"Questo rapporto è il frutto dei nostri sforzi, un onesto resoconto dei successi conseguiti, dei fallimenti e dei dillemmi che ci siamo posti e ci poniamo nella nostra azione quotidiana." Con queste parole il ministro degli Esteri britannico ha presentato pubblicamente il Rapporto sui diritti umani per il 2008, redatto dal Foreign Office. "Dodici anni fa, Robin Cook promise che il governo laburista avrebbe riservato alla tutela dei diritti una posizione preminente nella sua agenda di politica estera. Da allora, abbiamo triplicato il nostro impegno economico per favorire lo sviluppo dei Paesi più poveri, abbiamo previsto criteri sempre più restrittivi per il commercio delle armi e siamo stati in prima linea nella battaglia per l'instaurazione del Tribunale penale internazionale. Così, l'undicesimo rapporto annuale sui diritti nel mondo sta a certificare la grande trasparenza ed efficacia del nostro impegno su questo punto."
Miliband ha prosegutio ricordando come l'obbligazione morale sentita dal popolo britannico verso i diritti umani faccia parte del Dna storico del Regno Unito.

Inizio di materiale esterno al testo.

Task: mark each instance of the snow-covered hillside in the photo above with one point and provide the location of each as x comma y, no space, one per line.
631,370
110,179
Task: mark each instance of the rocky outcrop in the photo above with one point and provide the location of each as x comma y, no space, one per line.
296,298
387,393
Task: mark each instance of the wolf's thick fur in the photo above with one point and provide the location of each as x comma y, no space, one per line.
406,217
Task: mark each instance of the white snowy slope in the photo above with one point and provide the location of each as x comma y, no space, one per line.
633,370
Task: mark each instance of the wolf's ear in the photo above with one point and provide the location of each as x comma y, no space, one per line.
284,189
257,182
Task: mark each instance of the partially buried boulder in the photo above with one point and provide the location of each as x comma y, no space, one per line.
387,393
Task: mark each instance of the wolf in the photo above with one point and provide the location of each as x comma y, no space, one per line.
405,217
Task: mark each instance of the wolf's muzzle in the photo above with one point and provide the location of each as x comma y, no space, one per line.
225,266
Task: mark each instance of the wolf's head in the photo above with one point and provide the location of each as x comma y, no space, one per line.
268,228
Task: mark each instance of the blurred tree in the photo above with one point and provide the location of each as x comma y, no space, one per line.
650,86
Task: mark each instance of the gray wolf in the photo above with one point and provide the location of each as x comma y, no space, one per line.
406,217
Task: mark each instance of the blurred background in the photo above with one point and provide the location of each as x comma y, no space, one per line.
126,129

Un sentimento fondato sulla convinzione che le società libere offrano le migliori prospettive per la stabilità e la prosperità. "La libertà economica rappresenta la via maestra per dare potere ai cittadini e migliorarne gli standard di vita, mentre una democrazia genuina e realmente funzionante garantisce contro i guasti della corruzione politica e la malversazione." Da queste parole emerge il tratto distintivo della filosofia politica del New Labour, basata sull'
empowerment dei cittadini e sulla leale collaborazione tra Stato ed individuo, e non sorprende che Miliband, uno dei suoi principali teorici insieme ad Alan Milburn, riproponga simili suggestioni anche in qualità di capo della diplomazia. Si tratta infatti di principi universali, che dovrebbero regolare non solo la vita interna di uno Stato ma anche la sua postura internazionale. Evidente il riferimento al lassismo col quale spesso l'Occidente ha ceduto sui principi e i diritti in nome di malintesi interessi geopolitici e finanziari. Invece, l'internazionalismo liberale che Miliband difende incita alla schietta promozione della democrazia e alla denuncia degli abusi perpetrati in tema di diritti fondamentali.

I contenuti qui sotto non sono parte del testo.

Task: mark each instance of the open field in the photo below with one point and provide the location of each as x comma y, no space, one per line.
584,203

Nel Rapporto "secoli di common law si combinano con gli accordi internazionali" sottoscritti del Regno Unito, dall'Europa e dagli Stati Uniti e che ricordano alle diplomazie come esistano degli impegni e degli obblighi che devono incidere direttamente sulla condotta della politica estera. "Ad esempio", continua Miliband, "noi abbiamo l'obbligo di applicare il diritto umanitario internazionale nei conflitti armati in cui siamo coinvolti e per questo ribadiamo il nostro rifiuto della tortura... Se non vogliamo danneggiare la nostra credibilità è necessario che traduciamo le solenni dichiarazioni sottoscritte in passato nella concretezza della pratica politica. Per questo ad ogni presunto abuso deve seguire un'indagine approfondita, sia nei nostri confronti che in quelli degli altri soggetti internazionali." Oltre agli obblighi morali, le aspirazioni muovono l'azione del Foreign Office nell'impegno per ridurre la povertà in Africa, nel desiderio di promuovere i diritti delle donne nel mondo arabo e di incoraggiare il governo di un partner chiave come la Cina ad allentare i controlli sulla libertà d'espressione e religiosa. Nel Rapporto vengono citati, tra gli altri, i casi di Zimbabwe, Sudan, Rwanda, Birmania, Tibet e Gaza. Gli esempi potrebbero molitplicarsi, ma, conclude Miliband:"la tragedia che segna la vita di chi è privato dei diritti è sempre la stessa ed è nostro dovere, della politica, agire prontamente per alleviarla."